Please read the article. It's not about people who leave the kid in the car purposefully while they go do something else.

It's about people who bring the kid in the car to drop them off somewhere, and they simply forget. Yes, it happens. Yes, to regular people.

And yes, billions of people manage to do even this just fine. But it's a reasoning flaw - a well-known human bias - to assume that the people to whom it happens must be different somehow.


Yes, I've read it. Just because you didn't mean to do it doesn't mean it's not a crime. That's why it's called manslaughter and not murder, and that's why it carries a lower penalty.


I don't dispute that it's a crime. The law - and its agents, like Mr. Morrogh - are often wicked enough for that. I disputed the claim that it's easy.

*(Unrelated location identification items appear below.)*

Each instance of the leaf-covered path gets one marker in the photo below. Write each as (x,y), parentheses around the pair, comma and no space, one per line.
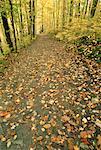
(50,100)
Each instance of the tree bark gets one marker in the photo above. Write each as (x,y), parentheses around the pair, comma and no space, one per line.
(71,11)
(79,9)
(12,21)
(1,48)
(30,18)
(7,30)
(86,8)
(64,14)
(93,9)
(33,18)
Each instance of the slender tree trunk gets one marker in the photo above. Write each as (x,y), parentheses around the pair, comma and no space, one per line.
(30,18)
(21,19)
(93,9)
(33,18)
(71,11)
(79,9)
(64,14)
(42,30)
(1,50)
(86,8)
(12,21)
(27,18)
(7,30)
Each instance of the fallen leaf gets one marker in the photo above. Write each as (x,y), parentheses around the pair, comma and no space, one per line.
(47,126)
(76,147)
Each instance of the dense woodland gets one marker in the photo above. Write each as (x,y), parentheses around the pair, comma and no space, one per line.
(21,20)
(50,74)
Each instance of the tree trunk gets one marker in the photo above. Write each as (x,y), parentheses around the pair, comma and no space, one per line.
(30,17)
(71,11)
(7,30)
(79,9)
(1,50)
(12,21)
(93,9)
(21,19)
(33,18)
(86,8)
(64,14)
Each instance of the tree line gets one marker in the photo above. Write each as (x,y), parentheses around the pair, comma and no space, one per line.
(18,17)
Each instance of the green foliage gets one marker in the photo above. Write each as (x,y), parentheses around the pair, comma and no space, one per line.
(85,35)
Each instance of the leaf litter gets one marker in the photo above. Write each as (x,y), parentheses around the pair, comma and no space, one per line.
(57,93)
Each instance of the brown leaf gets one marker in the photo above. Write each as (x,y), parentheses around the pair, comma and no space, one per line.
(47,126)
(70,142)
(76,147)
(65,118)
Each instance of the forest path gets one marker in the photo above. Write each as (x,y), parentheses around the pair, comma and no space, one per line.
(40,104)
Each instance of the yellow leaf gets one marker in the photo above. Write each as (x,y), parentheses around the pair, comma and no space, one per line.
(76,147)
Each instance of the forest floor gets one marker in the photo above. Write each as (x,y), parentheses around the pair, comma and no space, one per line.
(50,100)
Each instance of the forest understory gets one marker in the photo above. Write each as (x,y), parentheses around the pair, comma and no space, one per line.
(50,99)
(50,74)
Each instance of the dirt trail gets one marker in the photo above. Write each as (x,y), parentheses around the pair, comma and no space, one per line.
(40,104)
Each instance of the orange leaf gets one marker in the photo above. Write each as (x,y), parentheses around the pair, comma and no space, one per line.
(85,141)
(4,114)
(83,134)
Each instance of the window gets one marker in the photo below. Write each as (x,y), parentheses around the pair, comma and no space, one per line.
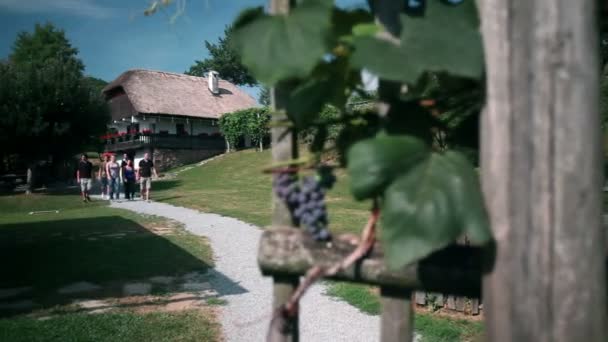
(179,129)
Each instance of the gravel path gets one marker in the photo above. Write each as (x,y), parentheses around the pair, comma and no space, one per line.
(237,279)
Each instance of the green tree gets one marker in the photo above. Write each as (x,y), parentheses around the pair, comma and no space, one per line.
(223,59)
(264,98)
(49,109)
(252,122)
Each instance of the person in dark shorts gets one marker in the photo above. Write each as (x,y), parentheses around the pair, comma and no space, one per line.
(123,163)
(128,176)
(144,174)
(113,172)
(103,177)
(83,176)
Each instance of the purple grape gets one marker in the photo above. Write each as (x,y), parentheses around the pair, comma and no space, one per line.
(306,200)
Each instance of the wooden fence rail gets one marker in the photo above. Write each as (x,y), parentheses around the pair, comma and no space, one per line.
(455,270)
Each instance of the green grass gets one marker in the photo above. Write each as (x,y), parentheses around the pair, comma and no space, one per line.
(89,242)
(433,328)
(358,296)
(233,185)
(126,326)
(46,251)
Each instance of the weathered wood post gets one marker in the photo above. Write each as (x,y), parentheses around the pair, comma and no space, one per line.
(397,323)
(284,147)
(542,172)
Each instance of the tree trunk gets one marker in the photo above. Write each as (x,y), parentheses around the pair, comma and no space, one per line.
(542,172)
(284,147)
(31,167)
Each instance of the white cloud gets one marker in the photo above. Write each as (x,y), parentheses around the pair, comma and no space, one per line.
(370,81)
(84,8)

I'd argue as a non-parent they the guilt they'll carry around for life is enough.


http://legal-dictionary.thefreedictionary.com/involuntary+ma...

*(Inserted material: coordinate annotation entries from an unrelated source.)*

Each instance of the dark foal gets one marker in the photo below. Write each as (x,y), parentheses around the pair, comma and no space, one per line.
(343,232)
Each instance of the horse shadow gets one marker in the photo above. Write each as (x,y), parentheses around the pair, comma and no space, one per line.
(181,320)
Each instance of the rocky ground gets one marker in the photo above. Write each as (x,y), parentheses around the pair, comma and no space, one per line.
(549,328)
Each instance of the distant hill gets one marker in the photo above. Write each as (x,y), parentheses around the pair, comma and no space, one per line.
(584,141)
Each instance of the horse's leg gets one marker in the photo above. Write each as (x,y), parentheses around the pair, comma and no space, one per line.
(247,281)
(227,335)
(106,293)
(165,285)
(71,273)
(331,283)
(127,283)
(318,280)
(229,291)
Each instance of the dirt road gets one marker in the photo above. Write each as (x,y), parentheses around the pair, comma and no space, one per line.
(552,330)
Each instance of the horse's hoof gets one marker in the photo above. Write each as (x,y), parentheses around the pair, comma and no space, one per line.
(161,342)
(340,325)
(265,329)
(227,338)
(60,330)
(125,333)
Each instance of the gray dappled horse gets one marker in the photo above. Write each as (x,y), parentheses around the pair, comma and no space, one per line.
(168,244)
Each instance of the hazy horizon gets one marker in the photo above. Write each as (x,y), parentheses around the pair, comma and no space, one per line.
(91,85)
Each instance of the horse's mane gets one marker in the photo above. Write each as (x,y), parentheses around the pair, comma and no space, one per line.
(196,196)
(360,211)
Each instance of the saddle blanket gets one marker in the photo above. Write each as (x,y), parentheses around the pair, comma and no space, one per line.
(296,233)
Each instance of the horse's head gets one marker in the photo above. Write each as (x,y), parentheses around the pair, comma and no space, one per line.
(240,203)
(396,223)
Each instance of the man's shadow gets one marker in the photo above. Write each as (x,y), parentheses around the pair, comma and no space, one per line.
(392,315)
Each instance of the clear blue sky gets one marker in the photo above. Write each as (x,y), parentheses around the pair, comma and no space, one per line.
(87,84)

"In most states involuntary manslaughter results from an improper use of reasonable care or skill while performing a legal act, or [...].

"Many states do not define involuntary manslaughter, or define it vaguely in common-law terms. Some jurisdictions describe the amount of Negligence necessary to constitute manslaughter with terms such as criminal negligence, gross negligence, and culpable negligence. The only certainty that can be attached to these terms is that they require more than the ordinary negligence standard in a civil case. With this approach the state does not have to prove that the defendant was aware of the risk.

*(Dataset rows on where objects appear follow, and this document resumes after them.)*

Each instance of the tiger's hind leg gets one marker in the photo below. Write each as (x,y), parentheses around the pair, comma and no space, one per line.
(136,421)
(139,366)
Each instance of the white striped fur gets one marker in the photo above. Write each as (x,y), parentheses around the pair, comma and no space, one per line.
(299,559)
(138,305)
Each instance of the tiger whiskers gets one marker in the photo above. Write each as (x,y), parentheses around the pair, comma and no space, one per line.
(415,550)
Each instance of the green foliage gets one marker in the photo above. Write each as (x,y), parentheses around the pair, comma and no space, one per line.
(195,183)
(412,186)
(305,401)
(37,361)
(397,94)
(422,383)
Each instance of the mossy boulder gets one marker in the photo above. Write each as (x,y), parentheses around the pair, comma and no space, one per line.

"Other jurisdictions apply more subjective tests, such as "reckless" or "wanton," to describe the amount of negligence needed to constitute involuntary manslaughter. In this approach the defendant must have personally appreciated a risk and then chosen to take it anyway.

What is the standard of reasonable care in these cases? What specific actions are necessary to demonstrate that reasonable care has been taken? What risk have the people in the article deliberately taken that is not also taken by the majority of parents?


Here's the pivotal and incorrect question asked: "What kind of person forgets a baby?" And the author proceeds to reassure us it certainly just could be anyone, as asked. The real question is "What kind of parent forgets a baby?" Answer: A shitty one.


Ignorant, uncharitable, and internally inconsistent. I wonder...if a comment is downvoted enough times, does the text become completely white?